Dividend payments go overwhelmingly to people who are already very rich. They are the ultimate form of unearned income.
Analysis written on Wednesday by Russ Mould, investment director for brokers and investment advisers A J Bell, details the scale of the handouts.
It says that although some companies are withholding dividends, the estimates for 2020 suggest many big firms are ploughing ahead with handouts for the wealthy.
- Just ten firms are forecast to pay out £42 billion in dividends in 2020. If these ten pay out and no other company does, then the FTSE 100’s dividend yield would be 2.7 percent, over the rate of inflation.
- Just 15 firms are forecast to pay out £49 billion in dividends in 2020. If these 15 pay out and the other 85 offer nothing, then the FTSE 100’s dividend yield would be 3.1 percent.
Just 20 firms are forecast to pay out £54 billion in dividends in 2020. If these 20 pay out and nobody else does, then the FTSE 100’s dividend yield would be 3.4 percent.
These are the ten biggest donors to the rich:
Hundreds of millions of workers across the world are fearful for their jobs and their incomes. But dividends seem virtually guaranteed.

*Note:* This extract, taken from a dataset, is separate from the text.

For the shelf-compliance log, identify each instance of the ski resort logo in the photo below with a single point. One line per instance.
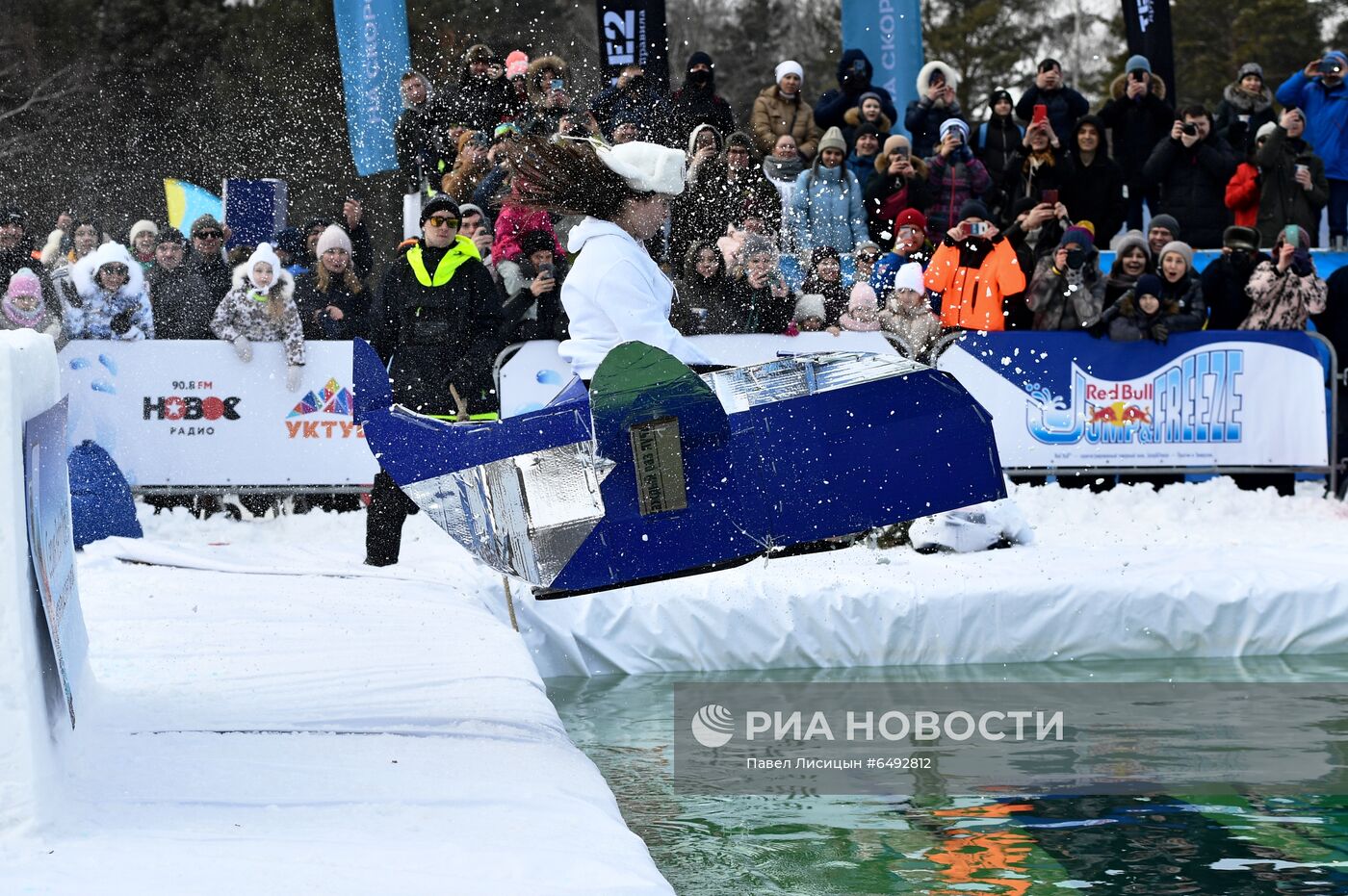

A J Bell continues, “Of the top ten payers by actual size of distribution, Shell and BP have both offered trading statements which have emphasised how cuts to capital investment, cost reductions, asset disposals and fresh debt would provide ample liquidity.
“Shell suspended its buyback programme but neither firm even mentioned the dividends, suggesting Shell and BP seem determined to defend their planned payments.

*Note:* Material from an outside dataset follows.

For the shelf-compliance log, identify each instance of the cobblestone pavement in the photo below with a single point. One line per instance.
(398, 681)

“The only other one of the top ten to offer a firm statement is Diageo which has confirmed payment of it's interim dividend for the six months to December 2019.
“Further down, Legal & General has brushed aside entreaties from the Prudential Regulatory Authority and declared its intention to pay a final dividend for 2019.
Tesco has declared a final dividend and stuck to it's plan to pay a special dividend in the second half once the sale of it's Thai and Malaysian grocery chains to go through. SSE has repeated its goal of an 80p-per-share distribution.”
The brokers do however warn its “income-seekers” that “Companies which accept government help in the form of relief from business rates, delayed VAT payments, the staff furlough scheme or perhaps even the Bank of England’s Covid Corporate Financing Facility will wish to avoid giving the impression that they are drawing on the public purse with one hand and then handing that money to shareholders with another.”
That’s exactly what Tesco did recently, pocketing £585 million in emergency business rates relief from the government and then handing £900 million to shareholders.
All in it together? Workers will be told to accept lower wages, harder working and austerity while the rich cash in their dividends.